To: JulieRNR21
It's an old old story. Got several billion dollars in spare change? Then you can convert oil sands to oil.
We have similar deposits in the USA. Oil in great quantity but locked into clay or sand and difficult to extract.
5 posted on
09/30/2001 5:57:42 PM PDT by
aculeus
To: aculeus
That's what the electrostatic method is supposed to extract relatively easily. The way I understand it though, they are prevented from setting up production with it in this country by the current environmental laws. I'll see if I can find the story I read about it a couple of months ago.
To: aculeus
Looks like an idea whose time has come! Thanks for this informative post.
To: aculeus
There are no "comparable deposits" in the United States to Alberta's vast resources of tar sands.
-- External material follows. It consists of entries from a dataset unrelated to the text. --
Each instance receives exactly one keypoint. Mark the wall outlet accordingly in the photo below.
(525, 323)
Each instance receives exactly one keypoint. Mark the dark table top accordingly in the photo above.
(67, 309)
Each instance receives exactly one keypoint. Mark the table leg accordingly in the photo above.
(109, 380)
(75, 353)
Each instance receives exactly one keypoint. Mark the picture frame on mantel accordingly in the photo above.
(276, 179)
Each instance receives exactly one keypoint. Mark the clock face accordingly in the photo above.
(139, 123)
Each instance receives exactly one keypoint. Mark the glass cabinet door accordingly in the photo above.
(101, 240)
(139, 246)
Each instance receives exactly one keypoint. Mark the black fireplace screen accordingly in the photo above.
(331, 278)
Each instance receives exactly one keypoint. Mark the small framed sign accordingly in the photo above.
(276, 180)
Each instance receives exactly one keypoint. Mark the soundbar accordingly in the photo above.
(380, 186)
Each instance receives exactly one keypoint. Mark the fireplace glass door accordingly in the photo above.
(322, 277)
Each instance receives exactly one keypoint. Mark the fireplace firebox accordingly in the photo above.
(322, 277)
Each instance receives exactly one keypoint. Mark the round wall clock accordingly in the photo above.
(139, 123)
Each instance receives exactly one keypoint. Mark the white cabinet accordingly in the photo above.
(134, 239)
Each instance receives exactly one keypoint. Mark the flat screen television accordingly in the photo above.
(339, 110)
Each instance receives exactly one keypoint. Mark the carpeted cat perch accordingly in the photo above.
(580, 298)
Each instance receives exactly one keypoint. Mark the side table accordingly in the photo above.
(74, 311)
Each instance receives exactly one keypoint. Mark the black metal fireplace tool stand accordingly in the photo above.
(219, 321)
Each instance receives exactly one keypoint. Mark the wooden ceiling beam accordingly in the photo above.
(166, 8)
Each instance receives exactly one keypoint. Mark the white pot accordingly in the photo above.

The closest thing are low grade coal deposits in the Dakotas and Montana and oil shale deposits on the eastern rim of the Rockies. Extraction technologies for both are far higher than for tar sands.
The one-two punch of developing tar sand extraction and fuel cell technology could give a knock-blow to the oil dictators of the world. So could military seizure of most strategic oil fields, which tend to be located in limited areas around the Gulf.
To: aculeus
We have similar deposits in the USA. Oil in great quantity but locked into clay or sand and difficult to extract. It's been done in Alberta for decades, granted it isn't as cost effective as pumping it out of a well.